"The conductor of asynchronous symphonies, and bugs xD"
Asynchronous programming is a concurrency model that allows certain operations, especially I/O-bound tasks, to run without blocking the execution of your program.
It's about doing other work while waiting for an I/O operation to complete, without the need for multi-threading or multi-processing.
Non-blocking Execution: Functions that perform lengthy operations (like network or file I/O) return immediately, allowing the program to continue running.
Event Loop: A programming construct that waits for and dispatches events or messages in a program. It facilitates the management of asynchronous tasks.
Let's compare both approaches:
Aspect | Synchronous | Asynchronous |
---|---|---|
Execution Flow | Sequential. Each task must complete before the next begins. | Tasks run independently, allowing the execution of other tasks in the meantime. |
Resource Utilization | Can lead to poor resource utilization during I/O operations, as the program waits for the operation to complete. | Improves resource utilization by freeing up the program to perform other tasks during I/O operations. |
Coroutines allow you to write code that looks sequential but actually executes asynchronously, pausing and resuming at specific points.
It is more about cooperation between routines – waiting for and yielding control to other routines.

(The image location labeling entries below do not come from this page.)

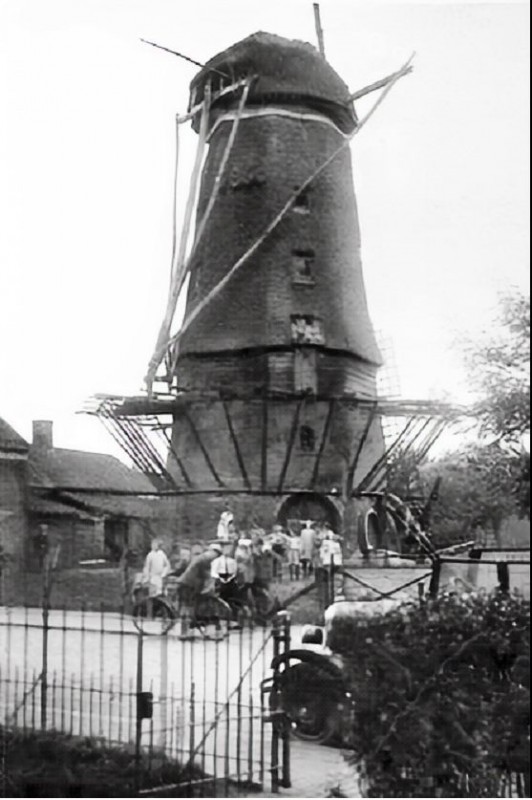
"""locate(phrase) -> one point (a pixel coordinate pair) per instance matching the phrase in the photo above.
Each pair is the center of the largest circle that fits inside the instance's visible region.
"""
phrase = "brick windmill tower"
(275, 367)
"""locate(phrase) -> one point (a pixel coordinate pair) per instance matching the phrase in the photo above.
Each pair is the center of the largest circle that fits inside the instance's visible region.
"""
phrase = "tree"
(480, 486)
(499, 369)
(441, 695)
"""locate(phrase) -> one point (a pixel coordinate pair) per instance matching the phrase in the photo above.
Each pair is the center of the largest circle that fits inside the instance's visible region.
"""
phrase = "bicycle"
(206, 613)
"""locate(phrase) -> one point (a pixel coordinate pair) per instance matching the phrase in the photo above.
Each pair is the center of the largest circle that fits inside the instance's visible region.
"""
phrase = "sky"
(86, 181)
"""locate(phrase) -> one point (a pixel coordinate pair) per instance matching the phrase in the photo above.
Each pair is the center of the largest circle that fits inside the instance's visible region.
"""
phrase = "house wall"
(13, 525)
(77, 540)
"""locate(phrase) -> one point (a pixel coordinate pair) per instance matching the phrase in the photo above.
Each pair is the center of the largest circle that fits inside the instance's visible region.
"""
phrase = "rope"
(273, 111)
(179, 258)
(278, 218)
(174, 203)
(181, 267)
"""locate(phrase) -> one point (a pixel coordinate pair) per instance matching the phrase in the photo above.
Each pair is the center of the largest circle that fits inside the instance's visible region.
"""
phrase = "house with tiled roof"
(14, 452)
(90, 505)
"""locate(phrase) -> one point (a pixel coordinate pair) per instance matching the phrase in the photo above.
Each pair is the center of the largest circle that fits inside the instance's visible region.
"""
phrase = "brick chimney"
(43, 439)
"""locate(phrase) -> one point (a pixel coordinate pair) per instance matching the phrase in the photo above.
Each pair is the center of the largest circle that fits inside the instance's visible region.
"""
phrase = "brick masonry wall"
(271, 157)
(208, 422)
(307, 271)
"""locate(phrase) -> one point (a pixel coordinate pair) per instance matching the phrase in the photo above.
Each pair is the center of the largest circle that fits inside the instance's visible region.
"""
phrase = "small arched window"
(307, 439)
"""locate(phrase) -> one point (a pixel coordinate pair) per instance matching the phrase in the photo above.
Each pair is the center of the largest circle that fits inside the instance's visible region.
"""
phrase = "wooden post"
(319, 29)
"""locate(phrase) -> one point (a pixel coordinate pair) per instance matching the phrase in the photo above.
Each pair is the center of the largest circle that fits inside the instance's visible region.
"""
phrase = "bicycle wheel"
(263, 605)
(153, 616)
(211, 617)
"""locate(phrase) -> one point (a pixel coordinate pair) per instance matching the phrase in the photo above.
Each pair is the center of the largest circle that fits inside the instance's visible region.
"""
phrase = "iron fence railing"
(197, 701)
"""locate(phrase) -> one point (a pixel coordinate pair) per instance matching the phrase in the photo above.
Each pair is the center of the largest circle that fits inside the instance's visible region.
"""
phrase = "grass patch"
(52, 764)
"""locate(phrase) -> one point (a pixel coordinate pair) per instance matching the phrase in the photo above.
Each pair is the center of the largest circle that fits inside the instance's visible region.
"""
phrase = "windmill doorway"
(298, 508)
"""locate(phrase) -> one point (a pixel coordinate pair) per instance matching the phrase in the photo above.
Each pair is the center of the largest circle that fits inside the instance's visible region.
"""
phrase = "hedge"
(441, 695)
(52, 764)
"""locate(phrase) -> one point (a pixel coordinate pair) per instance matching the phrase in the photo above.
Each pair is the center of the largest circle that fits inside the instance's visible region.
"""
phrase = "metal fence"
(197, 703)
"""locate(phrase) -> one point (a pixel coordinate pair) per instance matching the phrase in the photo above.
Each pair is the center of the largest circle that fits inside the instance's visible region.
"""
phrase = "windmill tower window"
(303, 268)
(301, 202)
(306, 329)
(307, 439)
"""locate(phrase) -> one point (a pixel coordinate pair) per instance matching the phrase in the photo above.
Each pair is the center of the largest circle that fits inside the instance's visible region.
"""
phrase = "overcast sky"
(86, 166)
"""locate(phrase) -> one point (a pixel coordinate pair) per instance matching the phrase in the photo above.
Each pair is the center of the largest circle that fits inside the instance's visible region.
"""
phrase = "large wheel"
(304, 696)
(153, 616)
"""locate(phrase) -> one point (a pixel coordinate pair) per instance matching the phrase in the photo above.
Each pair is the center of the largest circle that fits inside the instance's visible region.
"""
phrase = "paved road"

Initially, Python used generators (Python < 3.5) to yield values and execute asynchronously. They were a stepping stone towards full asynchronous support.
async
: Declares a function as a coroutine. An async
function can contain await
expressions, and it doesn't run immediately. Instead, it returns an awaitable object.
async def fetch_data():
pass
print(type(fetch_data()))
<class 'coroutine'>
Note: This should raise the RuntimeWarning
: coroutine fetch_data
was never awaited.
await
: Pauses the execution of the enclosing coroutine, waiting for an awaitable object (like another coroutine) to complete. This pause allows other tasks to run while waiting, making it non-blocking.
async def main():
await fetch_data()
The use of async
and await
makes asynchronous code look and behave more like traditional synchronous code, though it's a concurrent execution.
Consider Event Loop like the conductor of an orchestra.
It keeps track of all the tasks that need to run, starts them at the right moment, and manages their execution until they're done.
Python's asyncio
library brings this concept into your programs. It runs an event loop that efficiently manages all your asynchronous tasks.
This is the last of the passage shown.